Stan State has secured a grant of $1,093,064 over four years from the U.S. Department of Education to expand access to the University’s Child Development Center (CDC).
“One in six students at Stan State is juggling parenting with going to college,” said Stanislaus State President Ellen Junn. “This grant will provide much needed support to help those students persist and graduate while launching their own children on a path to college. We are excited and grateful that this grant will allow us to increase access to high-quality child care for student-parents as well as provide individualized plans to address student-parent needs.”
“Every couple of months, we see a viral video of a professor holding a baby in class because the parent couldn’t find or struggled to afford a babysitter,” Rep. Harder said. “It’s nice to see educators help, but we should do even more to make sure student-parents can balance the priorities in their lives. Childcare costs about as much as going to UC or CSU every year and we need to do more to make sure student-parents have a safe and enriching place for their kids to go so they can get to class and study.”
Melissa Semmons, a mother of two from Denair, is studying for her master’s in business administration at Stan State. She sees the CDC as a money-saver for her, but she also is noticing positive developmental changes in her children Zeke and Cove.
“The CDC program has been wonderful,” Semmons said. “This grant is a big relief because tuition at another daycare or education program would cost as much as my tuition at Stan State. We view the center as not only investing in our own futures, but also giving our kids an early investment in education — it’s made them more curious and better prepared them for their futures.”
The CDC offers educational daycare services to children ranging from two months to five years. In addition to caring for the children, the CDC offers parenting classes and education services to the parents.
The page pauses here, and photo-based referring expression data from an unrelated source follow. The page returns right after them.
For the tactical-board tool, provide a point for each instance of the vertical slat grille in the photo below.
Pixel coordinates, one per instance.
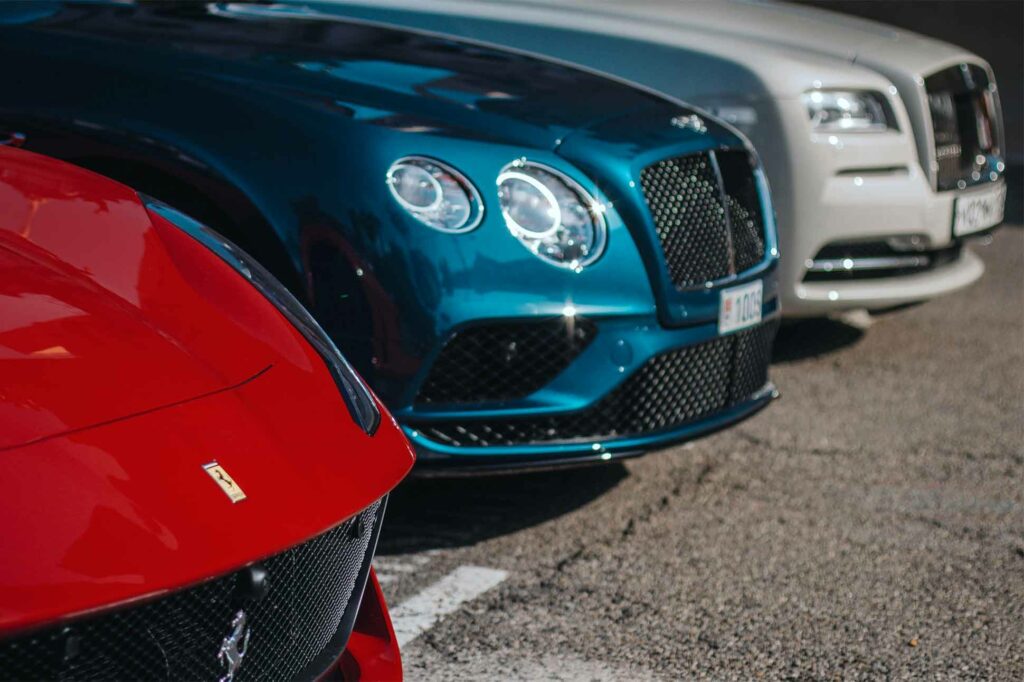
(709, 220)
(965, 124)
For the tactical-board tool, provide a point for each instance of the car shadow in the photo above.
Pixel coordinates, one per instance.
(439, 513)
(810, 338)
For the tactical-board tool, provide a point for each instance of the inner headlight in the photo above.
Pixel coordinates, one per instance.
(357, 396)
(843, 111)
(551, 214)
(435, 194)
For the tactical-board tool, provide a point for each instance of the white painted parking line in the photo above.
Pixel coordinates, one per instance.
(417, 614)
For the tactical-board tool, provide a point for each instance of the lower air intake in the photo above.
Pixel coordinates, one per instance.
(667, 392)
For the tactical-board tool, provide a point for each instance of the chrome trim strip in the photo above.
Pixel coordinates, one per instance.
(854, 264)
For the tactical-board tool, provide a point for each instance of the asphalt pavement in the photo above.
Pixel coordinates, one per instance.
(867, 524)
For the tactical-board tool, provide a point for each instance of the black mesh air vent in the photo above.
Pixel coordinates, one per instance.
(708, 228)
(504, 361)
(178, 637)
(667, 392)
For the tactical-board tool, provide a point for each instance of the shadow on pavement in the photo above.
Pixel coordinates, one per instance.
(433, 513)
(810, 338)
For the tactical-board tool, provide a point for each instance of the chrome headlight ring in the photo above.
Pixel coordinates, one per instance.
(435, 194)
(849, 112)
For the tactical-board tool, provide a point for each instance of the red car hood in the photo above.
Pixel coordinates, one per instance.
(130, 356)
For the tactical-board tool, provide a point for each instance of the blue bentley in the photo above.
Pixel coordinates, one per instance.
(531, 264)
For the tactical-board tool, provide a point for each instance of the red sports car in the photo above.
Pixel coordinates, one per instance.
(192, 477)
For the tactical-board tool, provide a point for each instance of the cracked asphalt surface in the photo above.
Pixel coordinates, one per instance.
(869, 523)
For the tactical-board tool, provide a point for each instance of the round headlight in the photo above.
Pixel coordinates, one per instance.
(435, 194)
(551, 214)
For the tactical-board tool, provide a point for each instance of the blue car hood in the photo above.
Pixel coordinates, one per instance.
(384, 75)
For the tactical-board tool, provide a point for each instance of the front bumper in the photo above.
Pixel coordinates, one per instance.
(836, 189)
(638, 386)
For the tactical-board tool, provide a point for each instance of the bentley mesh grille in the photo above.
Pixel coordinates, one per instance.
(178, 637)
(504, 361)
(709, 221)
(665, 393)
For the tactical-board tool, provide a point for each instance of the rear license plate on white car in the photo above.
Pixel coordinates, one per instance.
(739, 307)
(979, 211)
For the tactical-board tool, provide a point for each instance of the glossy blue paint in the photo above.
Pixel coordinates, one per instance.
(276, 127)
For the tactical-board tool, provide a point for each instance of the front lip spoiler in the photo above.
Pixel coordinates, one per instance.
(433, 465)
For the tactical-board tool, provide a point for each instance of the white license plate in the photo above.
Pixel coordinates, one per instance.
(980, 211)
(739, 307)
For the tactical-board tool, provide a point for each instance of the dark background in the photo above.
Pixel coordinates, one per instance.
(991, 29)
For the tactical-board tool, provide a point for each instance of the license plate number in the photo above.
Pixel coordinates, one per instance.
(981, 211)
(739, 307)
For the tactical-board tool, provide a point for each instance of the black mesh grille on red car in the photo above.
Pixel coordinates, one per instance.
(297, 628)
(504, 361)
(708, 219)
(665, 393)
(965, 121)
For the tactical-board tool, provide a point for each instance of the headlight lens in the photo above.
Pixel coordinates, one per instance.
(841, 111)
(355, 393)
(551, 214)
(435, 194)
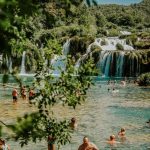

“This grant will also provide our students convenient and high-quality on-campus care and additional academic and parenting resources that will support their timely graduations and help our students be successful students and parents,” said Gina Cook, associate professor of psychology and child development at Stan State. Cook was the principal investigator for the grant and was assisted by Stephani Smith and Rosanne Roy.
The office of Representative Josh Harder assisted in the grant process by writing a letter of support to the Department of Education’s Child Care Access Means Parents in School Program.